Another aspect of discussions around CO relates to the responsibility of the medical profession and physicians’ duty to protect their patients’ health. This should be efficiently addressed through additional regulation of conditions for enrolling in medical universities, subsequent regulation of specialization education in healthcare, and, finally, through the appropriate licensing of reproductive healthcare providers. In other words, if doctors are unwilling to perform certain tasks in their profession, they should consider practicing in another areas and disciplines in which CO may not be an issue. To say it even more clearly, it is not a question of “if” but “when” there will be a case in which an abortion is required.
REGULATION AND ACCOUNTABILITY
In January 2015, a group of Croatian medical professionals developed a proposal for comprehensive regulation of the right to CO in medical and healthcare systems in response to the growing rate of doctors invoking CO in providing legal termination of pregnancy.
The proposal calls for a clear, standardized definition of CO and its scope, and specifications of conditions under which it can be applied. It lists crucial content to be addressed when drafting the law on CO and puts forward the objector’s obligations to inform and refer. The document presents guidelines to develop a protocol and eligibility criteria to regulate the claims for CO (similar to the one granting a request for a civil service position), aiming to ensure the authenticity and consistency of CO and to exclude the possibility of selective CO, which is often the case in Croatian hospital practice. Objectors should be officially registered and such registries periodically updated.
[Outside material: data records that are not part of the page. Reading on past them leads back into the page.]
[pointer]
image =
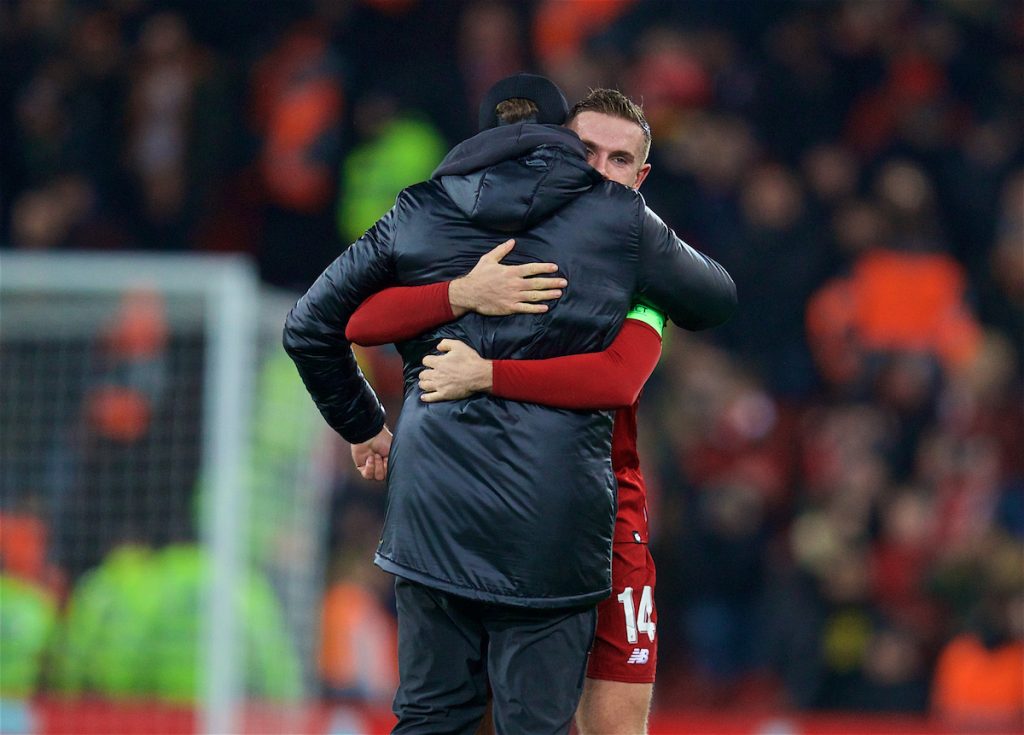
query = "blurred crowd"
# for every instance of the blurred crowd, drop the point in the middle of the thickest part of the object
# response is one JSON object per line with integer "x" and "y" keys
{"x": 837, "y": 477}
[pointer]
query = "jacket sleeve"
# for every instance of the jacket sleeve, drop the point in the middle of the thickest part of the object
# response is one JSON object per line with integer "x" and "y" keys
{"x": 694, "y": 291}
{"x": 314, "y": 333}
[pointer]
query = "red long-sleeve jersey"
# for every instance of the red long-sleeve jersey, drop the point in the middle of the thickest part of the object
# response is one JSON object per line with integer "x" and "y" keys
{"x": 611, "y": 379}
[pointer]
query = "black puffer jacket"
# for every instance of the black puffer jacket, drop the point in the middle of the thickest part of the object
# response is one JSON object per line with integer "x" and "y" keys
{"x": 491, "y": 499}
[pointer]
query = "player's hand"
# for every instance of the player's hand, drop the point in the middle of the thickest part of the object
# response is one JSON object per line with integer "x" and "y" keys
{"x": 497, "y": 290}
{"x": 457, "y": 373}
{"x": 371, "y": 456}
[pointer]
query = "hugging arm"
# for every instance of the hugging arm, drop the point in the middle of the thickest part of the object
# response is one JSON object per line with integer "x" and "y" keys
{"x": 609, "y": 379}
{"x": 402, "y": 312}
{"x": 694, "y": 291}
{"x": 314, "y": 334}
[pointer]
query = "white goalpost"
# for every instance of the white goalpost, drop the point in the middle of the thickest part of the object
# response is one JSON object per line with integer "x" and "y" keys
{"x": 153, "y": 428}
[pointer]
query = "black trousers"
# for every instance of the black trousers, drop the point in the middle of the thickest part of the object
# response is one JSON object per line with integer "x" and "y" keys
{"x": 450, "y": 648}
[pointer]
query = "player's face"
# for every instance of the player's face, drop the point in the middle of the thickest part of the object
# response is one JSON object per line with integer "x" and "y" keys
{"x": 614, "y": 146}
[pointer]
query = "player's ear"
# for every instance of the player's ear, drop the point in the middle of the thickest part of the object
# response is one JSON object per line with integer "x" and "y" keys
{"x": 641, "y": 175}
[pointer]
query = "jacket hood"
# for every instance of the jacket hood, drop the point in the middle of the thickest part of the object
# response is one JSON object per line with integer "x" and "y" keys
{"x": 510, "y": 177}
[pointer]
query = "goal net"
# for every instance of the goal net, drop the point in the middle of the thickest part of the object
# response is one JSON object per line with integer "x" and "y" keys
{"x": 162, "y": 501}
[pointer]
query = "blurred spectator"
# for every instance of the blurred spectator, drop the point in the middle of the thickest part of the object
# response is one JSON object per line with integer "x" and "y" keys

Healthcare providers who are conscientious objectors should be obliged to provide information on the declined procedure and available alternatives. They should refer patients to other equally qualified and experienced doctors who do not object to performing the service while minimizing the patient’s inconvenience (time allocation, traveling, expenses). It should be the responsibility of the directors of healthcare institutions to guarantee an effective and immediate referral, considering that the number and timing of requested abortions cannot be predicted. In emergency situations, CO should not be allowed, as a referral may be the same as denying the service. Accountability mechanisms for the obligation to refer should be developed, as this is systematically ignored and abused. Many doctors with CO refuse to further inform and refer patients, as they believe that these actions also violate their conscience.
The sudden increase in the number of doctors invoking CO in the last few years in Croatia is beginning to seem less like individual qualms of conscience and more like a concerted effort to undermine abortion access. The preference of religious beliefs, masked in CO claims, over professional codes and patients’ benefits points to the excessive influence of religion in civic affairs. This demands comprehensive regulation of CO in order to retain a healthcare system that is free of church ideology. While the original concept of CO is about avoiding doing harm or violence against others, the recent massive growth of CO in reproductive healthcare is just the opposite: Denying abortion and/or contraception puts women’s health and lives at risk. We should set the frame for the concept of religious freedom as the freedom to publicly practice faith, which does not include freedom to harm or discriminate others.